Web 2.0 gave the old web a brand new face, and with that, it added cultural and technological changes. Cultural change in the form of weblogging and social networking/bookmarking, technological in the form of User Generated Content and Rich Internet Applications (RIA).

For a change a want to address the latter. Because I’ve got the feeling that there is a cold war going on between Microsoft and Adobe, in their attempt to lure in designers and developers and to make them choose their RIA-products.

Microsoft Silverlight

One of the major introductions on the Microsoft MIX 2007 conference, is a technology called Silverlight, which is a cross-browser, cross-platform plug-in based on a stripped down version of the Windows Presentation Foundation. Microsoft also made a new set of development tools called Expression Blend, which they describe as the tool to make “engaging web-based applications in windows.” In theory this should blur the boundaries between designers and developers, but as I have experienced myself, it’s nearly impossible to make a working application without any knowledge of JavaScript or C#. Silverlight has a lot of potential, especially if it will support C# in the future, but recently Adobe came with a potential competitor.

Adobe Thermo

At the MAX conference Adobe showed their new application codenamed Thermo for the first time.
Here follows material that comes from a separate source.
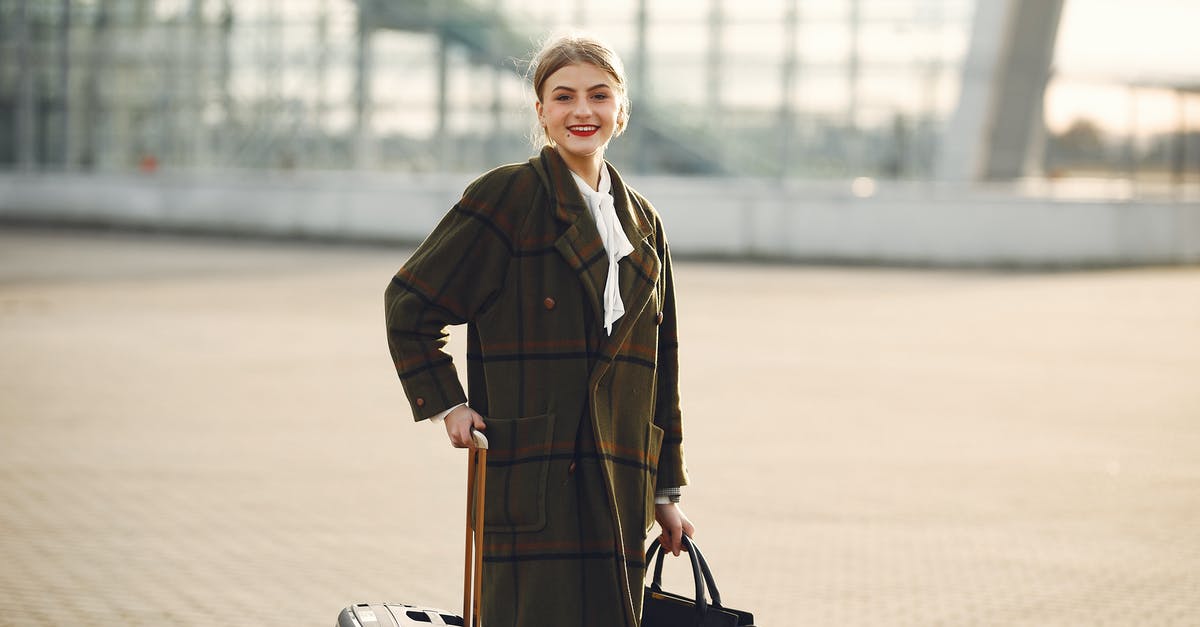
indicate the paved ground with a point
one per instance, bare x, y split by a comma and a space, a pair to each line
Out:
199, 433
Now I haven’t seen much of it besides these videos, but what’s interesting is that starts with the design and then adds code to that design. Unlike Blend in which you get standard Windows buttons which you can stylize as you wish. Thermo uses normal PSD files and it’s embedded layers and visual styles and turns it into a Flex application.

Both of these new applications are either in, or just out of their beta stage, so they are far from perfect, but nonetheless pose an interesting new way in the process of making internet applications with a variety of disciplines.